Зиннат нетерпеливо дернул плечами.

— Погоди, погоди! Не будь ребенком, Зиннат! Ведь ты талантливый человек. И если ты со временем сумеешь стать большим музыкантом, это и для нас, байтиракцев, будет большой радостью.

— Как? С этими пальцами? — вскрикнул Зиннат, вытягивая вперед руку в перчатке. — Ты смеешься надо мной?

— Спокойнее! Предположим даже, что у тебя не заживет левая рука. Но ведь правая-то у тебя цела! Почему бы не учиться играть на скрипке правой рукой? Бывает и такое...
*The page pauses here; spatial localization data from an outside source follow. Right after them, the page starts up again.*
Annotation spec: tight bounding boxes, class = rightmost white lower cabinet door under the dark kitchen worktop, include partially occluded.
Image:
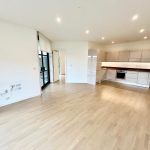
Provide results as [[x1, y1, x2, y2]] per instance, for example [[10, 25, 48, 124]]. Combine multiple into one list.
[[137, 72, 149, 85]]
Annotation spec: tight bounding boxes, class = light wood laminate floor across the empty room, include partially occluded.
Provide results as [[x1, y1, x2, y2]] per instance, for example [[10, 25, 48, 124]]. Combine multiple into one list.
[[0, 83, 150, 150]]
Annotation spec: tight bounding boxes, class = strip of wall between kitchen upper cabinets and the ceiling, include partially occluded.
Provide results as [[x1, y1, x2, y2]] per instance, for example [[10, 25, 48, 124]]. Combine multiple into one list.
[[103, 40, 150, 51]]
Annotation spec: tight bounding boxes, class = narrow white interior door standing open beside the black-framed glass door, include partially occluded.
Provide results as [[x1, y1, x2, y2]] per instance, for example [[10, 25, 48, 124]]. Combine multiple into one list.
[[53, 51, 59, 82]]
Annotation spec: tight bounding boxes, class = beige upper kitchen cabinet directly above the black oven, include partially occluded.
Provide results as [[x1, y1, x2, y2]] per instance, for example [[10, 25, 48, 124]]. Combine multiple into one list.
[[118, 51, 130, 62]]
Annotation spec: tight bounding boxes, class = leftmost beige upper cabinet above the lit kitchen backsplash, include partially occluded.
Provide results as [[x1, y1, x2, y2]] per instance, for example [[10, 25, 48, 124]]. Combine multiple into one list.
[[106, 52, 119, 62]]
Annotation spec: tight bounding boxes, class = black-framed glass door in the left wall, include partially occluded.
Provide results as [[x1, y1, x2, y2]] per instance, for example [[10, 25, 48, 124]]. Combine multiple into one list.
[[39, 51, 50, 89]]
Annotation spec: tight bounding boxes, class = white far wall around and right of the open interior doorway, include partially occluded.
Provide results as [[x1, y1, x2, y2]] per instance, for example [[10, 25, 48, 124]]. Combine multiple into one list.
[[52, 41, 88, 83]]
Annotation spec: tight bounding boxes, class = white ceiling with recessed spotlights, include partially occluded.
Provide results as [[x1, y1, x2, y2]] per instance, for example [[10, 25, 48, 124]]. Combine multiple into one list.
[[0, 0, 150, 44]]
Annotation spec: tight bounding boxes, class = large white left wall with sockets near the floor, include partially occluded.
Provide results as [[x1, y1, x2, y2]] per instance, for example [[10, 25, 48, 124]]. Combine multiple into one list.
[[0, 22, 41, 106]]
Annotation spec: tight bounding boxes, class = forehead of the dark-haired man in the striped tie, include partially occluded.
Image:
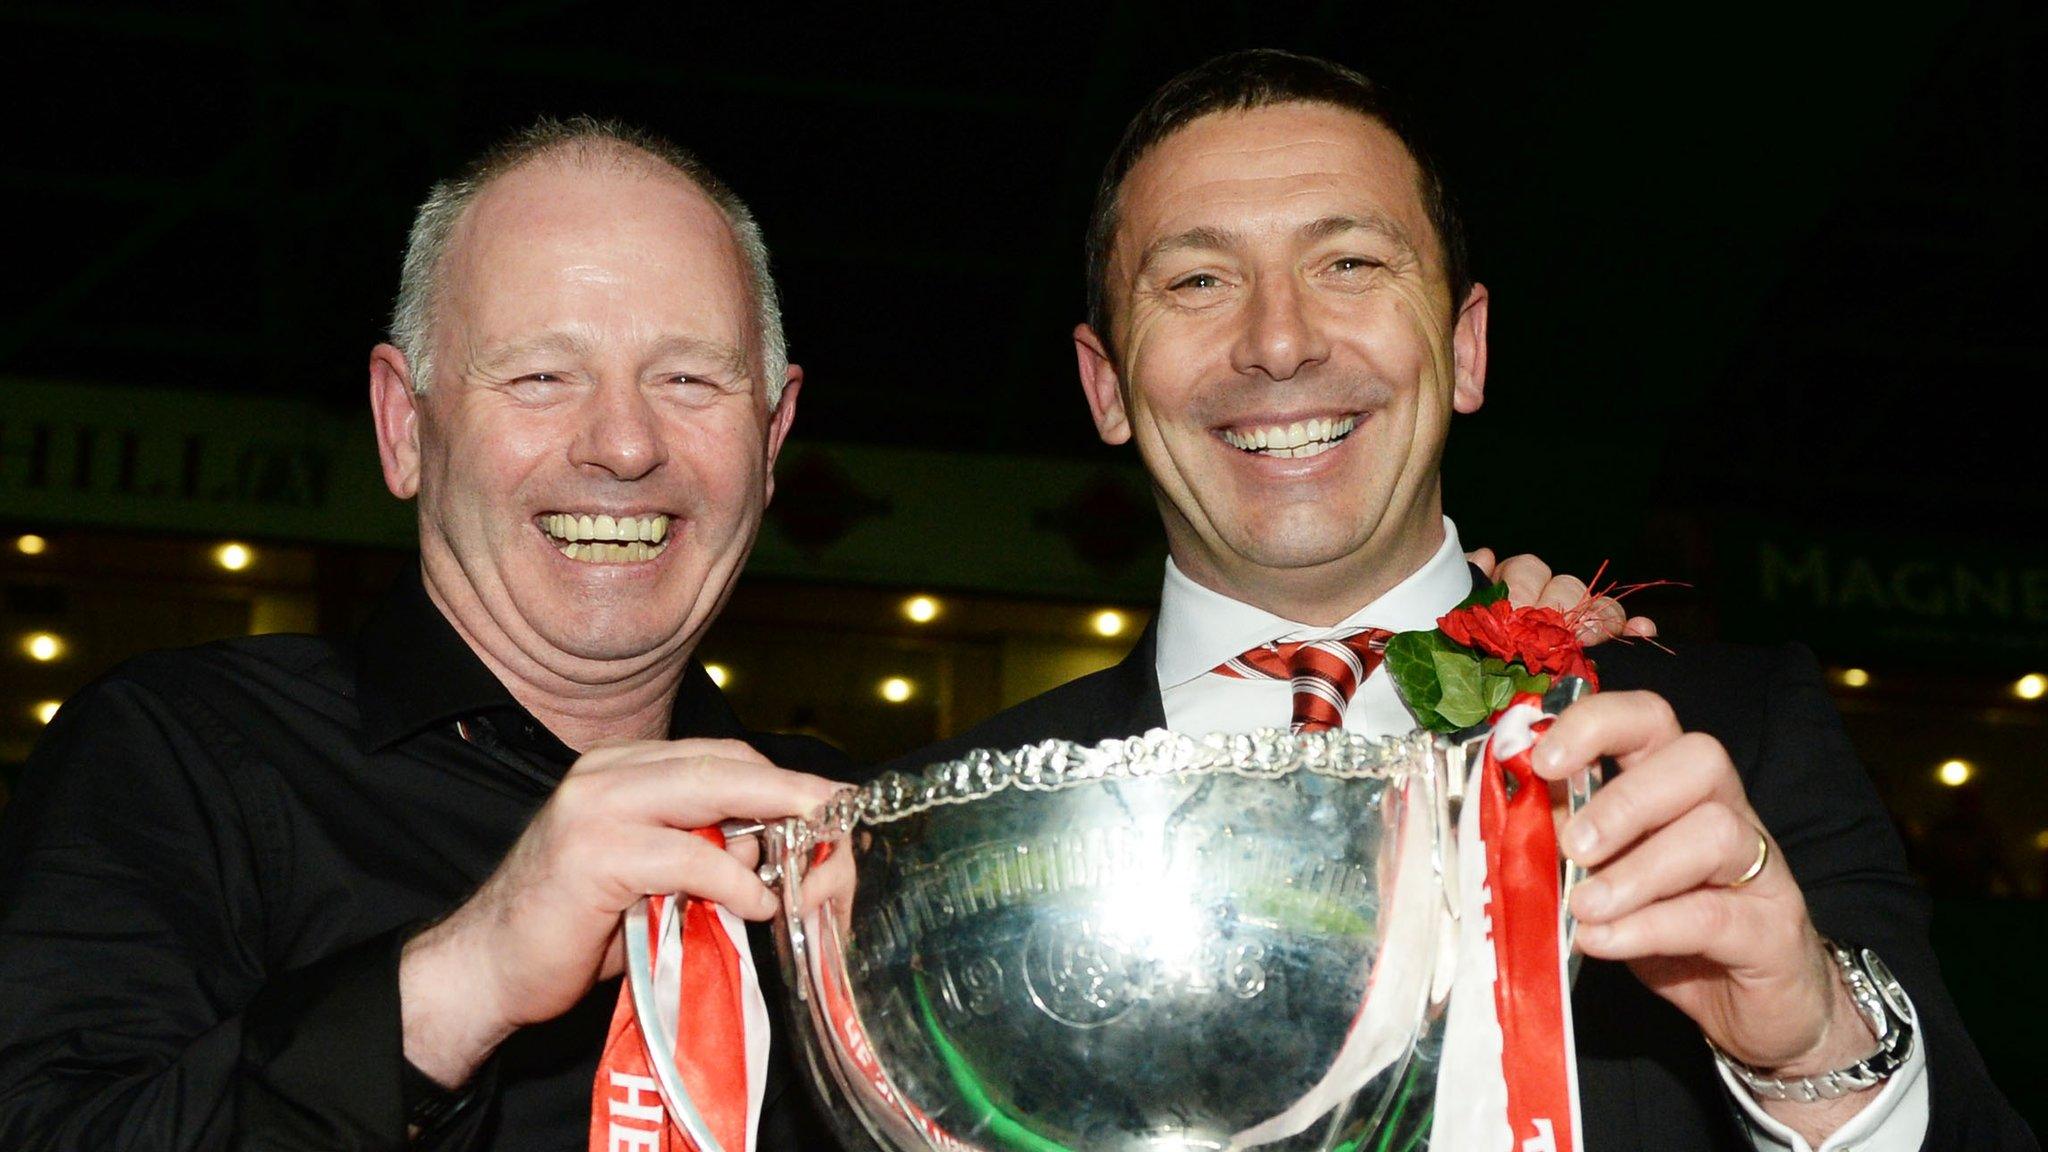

— Да ведь это дубины! — растопырил Зиннат пальцы правой руки. — Ими можно только дрова колоть, камни дробить, а приучать их к струнам скрипки уже поздно. Да, братец, поздно!

Глаза Хайдара посуровели:

— Вот это мне и не нравится больше всего. Очень не нравится! Извини меня, но так может говорить ленивый или совсем пустой человек!.. Почему ты вечно хнычешь? Почему не попытаешься найти выход из положения?!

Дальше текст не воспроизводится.